La regina della performance diventa in scena la regina della lirica In un’opera totale che arriverà anche in Italia l’anno prossimo E che, intanto, è diventata un libro fotografico speciale
di Renata Caragliano e Stella Cervasio
Le nubi si squarciano e in scena appare un letto che sembra galleggiare nel buio. È il letto di morte di una, cento, mille donne uccise da amori mal riposti. Ma tra quelle lenzuola c’è Marina Abramovi?, che si trasformerà poi in Maria Callas, anzi nelle 7 Deaths of Maria Callas”, come recita il titolo della prima opera lirica scritta, diretta e interpretata dall’artista serba.
Un’opera-performance dedicata a un mito della lirica e che diventa un faccia a faccia tra due grandi artiste.

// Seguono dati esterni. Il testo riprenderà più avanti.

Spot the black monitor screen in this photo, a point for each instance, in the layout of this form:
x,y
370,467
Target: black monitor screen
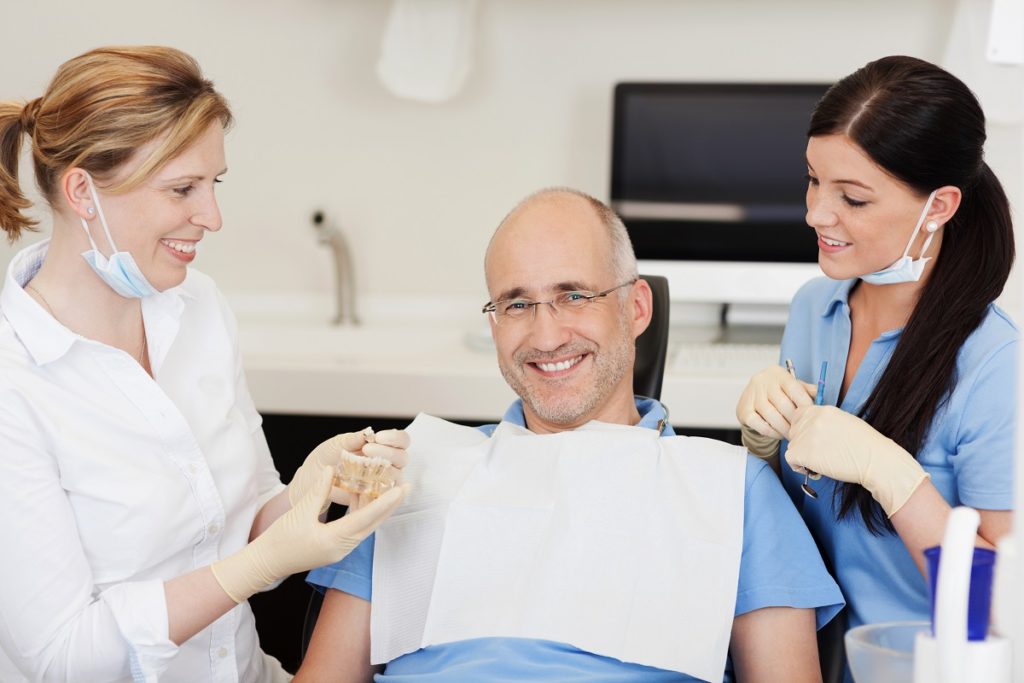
x,y
714,172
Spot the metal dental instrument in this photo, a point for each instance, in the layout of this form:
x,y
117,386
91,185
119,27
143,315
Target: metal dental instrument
x,y
819,399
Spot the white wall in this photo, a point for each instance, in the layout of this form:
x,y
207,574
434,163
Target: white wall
x,y
419,187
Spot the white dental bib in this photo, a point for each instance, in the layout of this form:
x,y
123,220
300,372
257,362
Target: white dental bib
x,y
608,538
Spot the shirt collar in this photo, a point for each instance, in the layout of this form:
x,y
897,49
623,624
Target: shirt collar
x,y
44,337
840,296
652,413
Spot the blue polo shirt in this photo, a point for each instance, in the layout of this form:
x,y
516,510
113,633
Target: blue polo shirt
x,y
779,566
969,450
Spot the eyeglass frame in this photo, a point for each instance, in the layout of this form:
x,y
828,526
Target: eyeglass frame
x,y
492,306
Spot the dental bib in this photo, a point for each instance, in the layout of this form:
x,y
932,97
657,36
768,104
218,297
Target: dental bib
x,y
608,538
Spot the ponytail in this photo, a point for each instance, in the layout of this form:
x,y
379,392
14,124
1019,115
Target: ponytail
x,y
15,121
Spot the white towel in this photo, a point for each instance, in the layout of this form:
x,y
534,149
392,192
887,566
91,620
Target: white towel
x,y
521,535
428,48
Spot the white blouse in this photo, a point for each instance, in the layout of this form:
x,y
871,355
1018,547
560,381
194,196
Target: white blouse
x,y
113,481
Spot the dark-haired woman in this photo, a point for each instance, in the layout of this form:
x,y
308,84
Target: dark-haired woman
x,y
914,235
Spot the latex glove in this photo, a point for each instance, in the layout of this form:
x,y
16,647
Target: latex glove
x,y
764,447
390,443
298,541
843,446
767,407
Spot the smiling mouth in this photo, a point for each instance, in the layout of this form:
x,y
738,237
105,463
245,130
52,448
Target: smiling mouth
x,y
558,366
182,247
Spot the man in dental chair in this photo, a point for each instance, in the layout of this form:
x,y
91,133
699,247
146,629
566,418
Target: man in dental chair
x,y
580,540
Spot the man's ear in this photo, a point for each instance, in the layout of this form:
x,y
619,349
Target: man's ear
x,y
641,306
76,193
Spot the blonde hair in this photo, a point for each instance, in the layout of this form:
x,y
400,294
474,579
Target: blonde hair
x,y
98,110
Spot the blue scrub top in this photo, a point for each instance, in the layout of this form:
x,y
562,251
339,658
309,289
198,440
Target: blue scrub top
x,y
779,566
969,450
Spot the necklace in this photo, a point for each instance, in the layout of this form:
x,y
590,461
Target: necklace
x,y
140,358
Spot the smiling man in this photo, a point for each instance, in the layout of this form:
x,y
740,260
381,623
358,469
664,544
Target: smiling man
x,y
580,540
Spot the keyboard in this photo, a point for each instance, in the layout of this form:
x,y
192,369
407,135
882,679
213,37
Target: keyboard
x,y
721,359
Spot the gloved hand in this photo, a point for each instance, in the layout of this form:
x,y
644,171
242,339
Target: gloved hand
x,y
298,541
766,408
390,443
833,442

Come la stessa Abramovi? scrive nel libro con foto di scena di Marco Anelli (Damiani editore): «Voglio reinterpretare le scene di morte di sette opere nelle quali Maria Callas è incorsa prima di me». Sette grandi voci interpretano altrettante eroine della lirica: Violetta ( Traviata) è Hera Hyesang Park; Tosca è Whitney Morrison; Desdemona ( Otello) Leah Hawkins; Butterfly (Gabriella Reyes), Carmen (Nadezhda Karyazina), Lucia di Lammermoor (Adela Zaharia) e Norma (Selene Zanetti). Mentre il protagonista maschile è l’attore Willem Dafoe. Il numero 7, come i dolori della Mater Dolorosa, in una transustanziazione laica da Maria a Marina, si ricollega alla storia delle donne, fatta spesso di successo e fama ma soprattutto di sofferenze e di sopraffazioni subite. I costumi sono di Riccardo Tisci. Lo spettacolo, presentato in anteprima mondiale lo scorso settembre alla Bayerische Staatsoper di Monaco, è coinvolgente e forte, trafigge l’anima come tutte le performance di Marina Abramovi?, che in Italia lavora con la galleria Lia Rumma.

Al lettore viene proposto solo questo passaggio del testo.